Malicious actors infect company infrastructure through compressed file archives.
Lazarus targets the nuclear industry with new malware.

A new wave of the key operation by the Lazarus cyber group has been detected — Operation DreamJob. The malware is being distributed under the guise of skill assessment tests for IT job candidates, as reported by the business information center Kapital.kz, citing Kaspersky GReAT.

The attackers are infecting company infrastructures through file archives that masquerade as skill assessment tests for IT positions. Among the new targets of the cyber group are enterprises in the nuclear industry, as noted by the company.

“The Operation DreamJob campaign was first identified by Kaspersky GReAT experts in 2019. At that time, it was aimed at companies worldwide associated with cryptocurrency. In 2024, the targets expanded to include IT companies and defense sector enterprises in Europe, Latin America, South Korea, and Africa. The latest recorded wave of attacks targeted employees in the nuclear sector in Brazil. They received file archives disguised as skill assessment tests for IT job candidates. It appears that the attackers utilized a popular job search platform to disseminate initial instructions and gain access to the target systems,” reports Kaspersky GReAT.

Lazarus is enhancing its malware delivery methods by employing a complex infection chain that includes various types of malware, such as loaders and backdoors.

As specialists explain, the new multi-stage attack involved a VNC Trojan, a remote desktop viewer for Windows, and a legitimate VNC tool to deliver the malware. In the first stage, the Trojan AmazonVNC.exe decrypted and executed a loader called Ranid Downloader to extract internal resources of the VNC executable file. The second archive contained the malicious file vnclang.dll, which loaded the MISTPEN malware, which then downloaded other malicious programs, including RollMid and a new variant of LPEClient.

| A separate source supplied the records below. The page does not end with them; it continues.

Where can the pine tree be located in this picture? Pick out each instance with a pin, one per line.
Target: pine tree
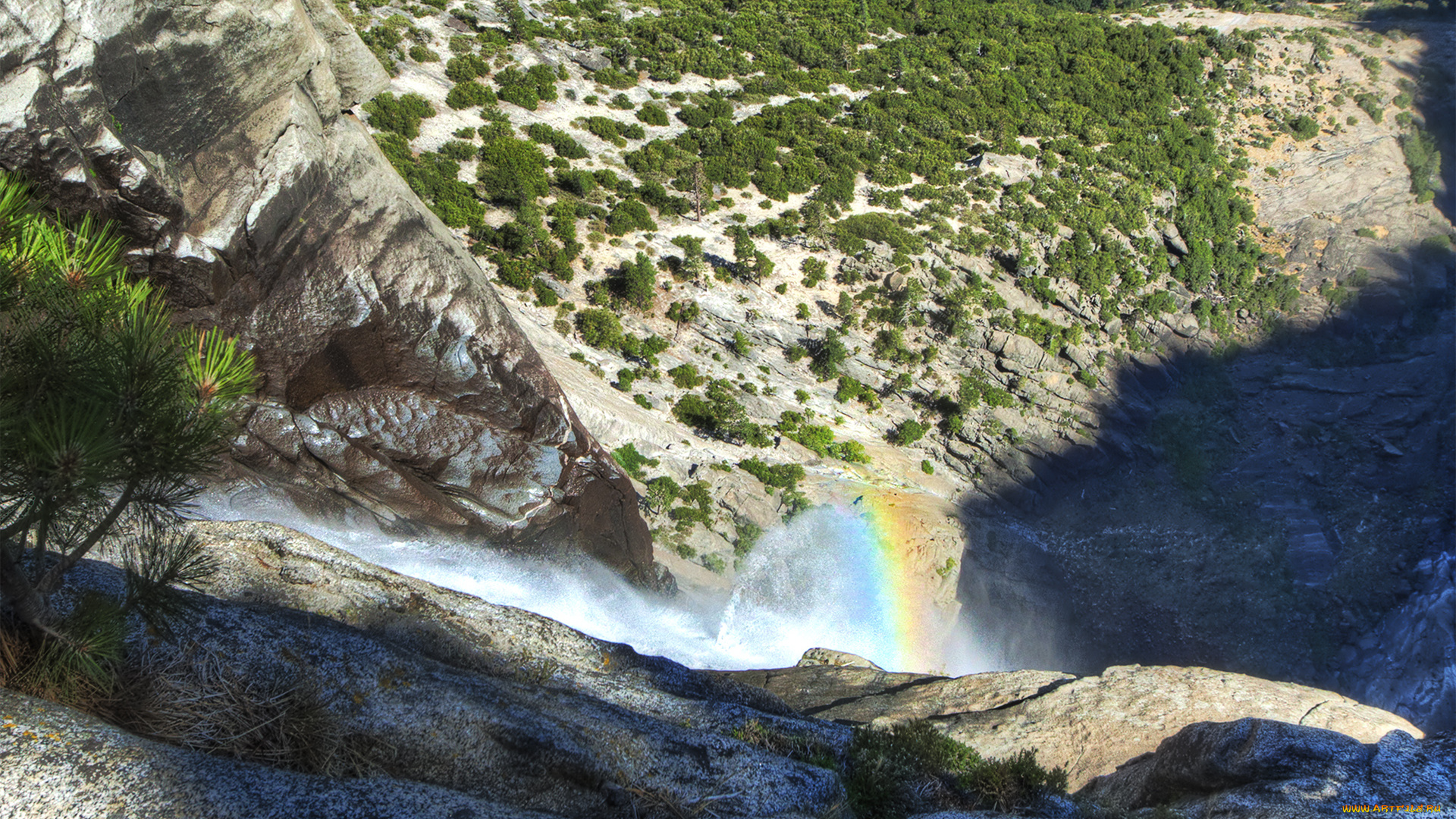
(107, 411)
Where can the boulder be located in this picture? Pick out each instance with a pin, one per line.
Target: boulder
(1270, 768)
(63, 763)
(453, 697)
(394, 379)
(1087, 725)
(1174, 240)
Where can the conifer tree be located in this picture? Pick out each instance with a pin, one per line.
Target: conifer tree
(108, 411)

The new malware — the attackers utilized a previously unknown backdoor that Kaspersky GReAT experts have named CookiePlus. It was distributed under the guise of a legitimate plugin for the open-source text editor Notepad++. CookiePlus gathers system data, including the computer name, process ID, file paths, and forces the main module to sleep for a while. It also schedules the execution of necessary actions for the attackers by modifying the configuration file, experts note.

“This cyber-espionage campaign is quite dangerous. The ability of the malware to delay its actions allows it to evade detection at the moment of system infiltration and stay within it longer. Furthermore, the malware can manipulate system processes, making it harder to detect and potentially leading to further damage or malicious exploitation of the system,” comments Kaspersky GReAT's lead expert Vasily Berdnikov.